The Alexander Ramsey House was built from 1868-72, while Ramsey was serving in the U.S. Senate after his years as governor of Minnesota. Three generations of the Ramsey family lived in their St. Paul home.
When the Ramseys first moved to the Minnesota Territory, they lived with Henry Sibley and his wife for a month, and then above a saloon. Their first house was built in 1850, on the same property as the current mansion.
While Ramsey served in the Senate, he and Anna lived in Washington, D.C., and Marion attended boarding school in Philadelphia. Mrs. Ramsey wrote to her daughter in 1866, "Papa and myself rode over to Georgetown. I was astonished to see so many beautiful fine grounds. Papa made the sensible remark: he wished he owned such a home; how he would enjoy it: I wonder if we all would not also." Six months later, they contacted St. Paul builders Leonard & Sheire.

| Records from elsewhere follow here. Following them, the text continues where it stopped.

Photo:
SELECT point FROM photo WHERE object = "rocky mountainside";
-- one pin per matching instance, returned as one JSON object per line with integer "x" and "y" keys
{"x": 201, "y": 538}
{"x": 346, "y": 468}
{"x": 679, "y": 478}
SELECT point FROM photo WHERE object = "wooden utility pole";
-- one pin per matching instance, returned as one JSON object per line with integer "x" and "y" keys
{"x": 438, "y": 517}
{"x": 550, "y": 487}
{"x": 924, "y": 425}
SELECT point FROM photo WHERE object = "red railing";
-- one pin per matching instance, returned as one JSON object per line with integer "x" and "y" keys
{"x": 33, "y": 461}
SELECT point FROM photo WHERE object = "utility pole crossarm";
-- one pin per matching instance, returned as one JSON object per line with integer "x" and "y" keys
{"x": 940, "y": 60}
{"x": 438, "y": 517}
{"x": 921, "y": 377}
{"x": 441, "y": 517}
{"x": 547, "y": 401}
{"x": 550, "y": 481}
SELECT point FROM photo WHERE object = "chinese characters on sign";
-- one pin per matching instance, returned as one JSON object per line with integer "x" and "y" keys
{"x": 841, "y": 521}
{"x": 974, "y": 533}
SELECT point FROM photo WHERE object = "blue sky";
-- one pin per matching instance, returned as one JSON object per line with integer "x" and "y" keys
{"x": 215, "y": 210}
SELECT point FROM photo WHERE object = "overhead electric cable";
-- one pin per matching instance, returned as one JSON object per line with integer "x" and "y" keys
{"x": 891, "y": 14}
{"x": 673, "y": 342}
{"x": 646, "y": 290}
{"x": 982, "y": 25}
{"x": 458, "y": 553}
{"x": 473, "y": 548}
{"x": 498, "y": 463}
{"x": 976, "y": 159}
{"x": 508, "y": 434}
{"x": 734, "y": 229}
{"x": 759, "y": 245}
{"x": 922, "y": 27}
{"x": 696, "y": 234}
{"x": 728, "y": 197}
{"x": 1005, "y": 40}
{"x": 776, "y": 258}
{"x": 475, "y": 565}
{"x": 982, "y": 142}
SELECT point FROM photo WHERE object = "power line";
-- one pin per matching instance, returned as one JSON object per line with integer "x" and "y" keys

The Ramseys always intended to build their dream home, like the mansions they had seen out East, and after Anna's father left them some money and Alexander made a sizeable fortune in real estate, they were able to begin construction in 1868. The 1850 house was moved across the street and attached to Judge Horace and Mrs. Cornelia Bigalow's home. This structure no longer exists.
Architect Monroe Sheire submitted designs for the new house, and contractor John Summers supervised the construction. The new home was equipped with the latest technology — hot and cold running water, gas lighting, and hot water radiators.